[フィリピン] 2023年第1四半期の成長率は冷え込むが、2023年の目標達成に向け順調

2023/05/16


フィリピンの経済成長は、加熱したインフレと高金利が消費を減退させたため、第1四半期の経済成長率は、過去2年間で最も遅いペースとなりました。しかし、失業率の低下などポジティブなデータが揃っていることから、2023年の見通しはバラ色のようです。



フィリピン統計局が発表した2023年第1四半期の国内総生産(GDP)は前年同期比で6.4%拡大し、GDPが3.8%縮小した2021年第1四半期以来、最も遅いペースでの成長となりました。



▼四半期ごとの成長率推移(出所:Philippines Statisitics Agency)



一方で、前四半期比ベースでは、成長率は、2022年10-12月期の2.4%から1.1%に減速しました。



1-3月期、成長率の勢いは減速したとはいえ、今年の成長率目標6.0-7.0%を達成する見込みであると、経済計画長官のアルセニオ・バリサカン氏はメディア向けのブリーフィングで語っています。



バリサカン氏は、リスクや課題はあるものの、フィリピンの金・中期的な経済見通しは引き続き堅調だと述べました。

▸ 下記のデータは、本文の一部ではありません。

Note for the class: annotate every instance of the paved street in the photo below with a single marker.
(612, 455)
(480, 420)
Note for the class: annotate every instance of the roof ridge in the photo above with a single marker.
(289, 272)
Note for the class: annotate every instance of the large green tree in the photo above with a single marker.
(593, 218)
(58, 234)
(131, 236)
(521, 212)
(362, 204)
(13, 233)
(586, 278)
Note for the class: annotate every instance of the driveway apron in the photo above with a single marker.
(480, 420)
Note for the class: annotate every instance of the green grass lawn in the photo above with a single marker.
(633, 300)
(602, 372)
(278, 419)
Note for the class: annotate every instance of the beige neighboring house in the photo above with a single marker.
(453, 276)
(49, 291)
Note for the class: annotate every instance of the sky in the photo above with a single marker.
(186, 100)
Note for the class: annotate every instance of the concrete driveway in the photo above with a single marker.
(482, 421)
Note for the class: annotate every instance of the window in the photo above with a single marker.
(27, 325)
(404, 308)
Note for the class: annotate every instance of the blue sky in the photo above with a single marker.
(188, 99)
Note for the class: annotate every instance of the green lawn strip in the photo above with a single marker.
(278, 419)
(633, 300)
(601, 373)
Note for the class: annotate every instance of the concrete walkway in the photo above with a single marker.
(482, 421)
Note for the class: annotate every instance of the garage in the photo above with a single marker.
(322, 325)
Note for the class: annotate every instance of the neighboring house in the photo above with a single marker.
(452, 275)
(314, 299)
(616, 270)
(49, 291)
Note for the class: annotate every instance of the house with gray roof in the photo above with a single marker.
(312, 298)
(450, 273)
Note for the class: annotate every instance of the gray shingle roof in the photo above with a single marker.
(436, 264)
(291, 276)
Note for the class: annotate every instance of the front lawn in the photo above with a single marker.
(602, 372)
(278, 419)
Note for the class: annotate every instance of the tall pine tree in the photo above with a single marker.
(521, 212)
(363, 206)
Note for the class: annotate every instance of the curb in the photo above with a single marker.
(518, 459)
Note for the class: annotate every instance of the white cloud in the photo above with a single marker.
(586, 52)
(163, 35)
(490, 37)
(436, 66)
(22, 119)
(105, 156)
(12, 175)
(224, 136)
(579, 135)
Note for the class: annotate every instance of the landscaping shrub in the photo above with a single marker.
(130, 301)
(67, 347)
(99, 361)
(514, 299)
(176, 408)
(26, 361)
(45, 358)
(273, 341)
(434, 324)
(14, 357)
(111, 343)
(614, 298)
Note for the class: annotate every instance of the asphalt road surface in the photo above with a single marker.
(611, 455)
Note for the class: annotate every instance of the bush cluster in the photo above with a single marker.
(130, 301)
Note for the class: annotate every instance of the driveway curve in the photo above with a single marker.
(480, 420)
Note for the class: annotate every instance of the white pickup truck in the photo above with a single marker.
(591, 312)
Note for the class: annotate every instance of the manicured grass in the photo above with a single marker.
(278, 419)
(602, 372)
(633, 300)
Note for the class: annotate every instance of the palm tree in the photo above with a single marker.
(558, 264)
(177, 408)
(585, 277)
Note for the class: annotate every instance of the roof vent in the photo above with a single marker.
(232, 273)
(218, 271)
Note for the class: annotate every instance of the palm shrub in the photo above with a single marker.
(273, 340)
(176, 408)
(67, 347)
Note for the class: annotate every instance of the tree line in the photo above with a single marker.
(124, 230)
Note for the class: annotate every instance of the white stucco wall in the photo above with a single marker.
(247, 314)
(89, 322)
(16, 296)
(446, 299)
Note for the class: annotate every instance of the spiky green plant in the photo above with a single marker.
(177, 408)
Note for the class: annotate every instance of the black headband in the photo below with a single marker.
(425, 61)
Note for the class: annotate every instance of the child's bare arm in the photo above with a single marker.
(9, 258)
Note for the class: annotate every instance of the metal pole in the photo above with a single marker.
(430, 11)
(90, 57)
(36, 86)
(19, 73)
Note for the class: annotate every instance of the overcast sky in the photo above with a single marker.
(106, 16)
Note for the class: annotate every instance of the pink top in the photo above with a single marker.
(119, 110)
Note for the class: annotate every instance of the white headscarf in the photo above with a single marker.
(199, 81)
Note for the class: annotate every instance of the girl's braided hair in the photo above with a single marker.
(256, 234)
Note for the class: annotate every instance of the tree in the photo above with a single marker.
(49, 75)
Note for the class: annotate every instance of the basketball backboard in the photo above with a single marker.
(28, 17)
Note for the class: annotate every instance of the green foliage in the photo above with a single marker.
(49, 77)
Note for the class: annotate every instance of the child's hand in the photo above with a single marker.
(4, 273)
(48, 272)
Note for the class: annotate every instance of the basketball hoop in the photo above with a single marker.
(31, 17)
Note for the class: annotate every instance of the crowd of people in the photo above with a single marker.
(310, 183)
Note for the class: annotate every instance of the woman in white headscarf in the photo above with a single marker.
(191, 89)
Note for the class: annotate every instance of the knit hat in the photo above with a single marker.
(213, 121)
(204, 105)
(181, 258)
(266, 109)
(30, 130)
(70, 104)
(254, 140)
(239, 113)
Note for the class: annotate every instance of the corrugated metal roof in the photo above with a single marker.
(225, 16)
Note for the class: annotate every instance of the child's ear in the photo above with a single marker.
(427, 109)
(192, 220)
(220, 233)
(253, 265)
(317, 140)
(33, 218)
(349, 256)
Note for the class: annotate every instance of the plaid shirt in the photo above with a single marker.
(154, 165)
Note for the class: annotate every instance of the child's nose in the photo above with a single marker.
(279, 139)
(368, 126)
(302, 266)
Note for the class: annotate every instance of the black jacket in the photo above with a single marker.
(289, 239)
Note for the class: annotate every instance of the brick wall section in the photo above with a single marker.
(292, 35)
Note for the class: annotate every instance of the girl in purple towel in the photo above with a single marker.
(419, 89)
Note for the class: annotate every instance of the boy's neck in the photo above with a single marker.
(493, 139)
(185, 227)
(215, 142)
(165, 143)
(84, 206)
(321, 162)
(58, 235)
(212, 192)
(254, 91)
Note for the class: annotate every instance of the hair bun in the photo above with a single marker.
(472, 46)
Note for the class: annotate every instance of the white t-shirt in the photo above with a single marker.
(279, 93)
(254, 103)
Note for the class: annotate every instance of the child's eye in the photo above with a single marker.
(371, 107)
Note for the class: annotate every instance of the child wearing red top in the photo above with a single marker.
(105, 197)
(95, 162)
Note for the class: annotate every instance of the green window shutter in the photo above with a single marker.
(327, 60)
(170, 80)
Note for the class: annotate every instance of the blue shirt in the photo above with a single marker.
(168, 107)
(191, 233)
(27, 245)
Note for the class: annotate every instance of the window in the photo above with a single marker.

政府のデータによると、1-3月期の家計消費の伸びは6.3%と4四半期連続で鈍化し、第1四半期に14年ぶりの高水準で推移したインフレの影響を反映しています。



しかし、インフレ率はピークに達したようで、中央銀行が金利を上げ続けなければならないという圧力は緩和されるだろうと、バリサカンは述べています。



「この下落傾向は続き、2023年の第4四半期にはインフレ率は最終的に政府の目標範囲まで緩和されると予想しています。」



中央銀行は、4月のインフレ率が6.6%と3ヶ月連続で緩和され、政府の年間目標である2%から4%の範囲内に収まる見込みであることから、今月の会合で積極的な金融の引き締めサイクルを一時停止する可能性を示唆しています。

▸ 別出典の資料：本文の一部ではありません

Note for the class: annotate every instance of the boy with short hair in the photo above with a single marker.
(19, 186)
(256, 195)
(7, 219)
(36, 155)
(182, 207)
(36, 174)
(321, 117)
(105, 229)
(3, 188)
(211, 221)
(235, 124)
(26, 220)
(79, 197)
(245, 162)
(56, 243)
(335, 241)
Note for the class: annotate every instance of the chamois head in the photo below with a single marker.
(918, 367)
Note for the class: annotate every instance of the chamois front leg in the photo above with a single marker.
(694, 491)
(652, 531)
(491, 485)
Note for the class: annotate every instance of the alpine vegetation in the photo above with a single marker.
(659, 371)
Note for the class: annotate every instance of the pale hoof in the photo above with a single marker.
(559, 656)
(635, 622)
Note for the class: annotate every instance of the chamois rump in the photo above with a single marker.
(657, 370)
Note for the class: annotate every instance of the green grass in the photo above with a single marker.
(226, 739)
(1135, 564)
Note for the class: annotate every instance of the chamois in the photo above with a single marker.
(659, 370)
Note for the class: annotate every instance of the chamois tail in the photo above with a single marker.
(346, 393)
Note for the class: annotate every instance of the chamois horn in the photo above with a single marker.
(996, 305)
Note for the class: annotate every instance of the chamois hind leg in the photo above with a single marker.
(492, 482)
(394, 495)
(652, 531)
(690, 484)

フィリピンの3月の失業率が前月の4.8%から4.7%、昨年3月の5.8%から低下したことも、パンデミックから徐々に回復している経済にとって良い兆候であるとバリサカンは述べています。



バリサカン氏は、フィリピンは高成長の軌道に戻りつつあり、政府は、予想されるエルニーニョは確実に管理しなければならないリスクだとして、エルニーニョ現象による乾期を含むショックやリスクから経済を守るために対応する準備が整っていると述べました。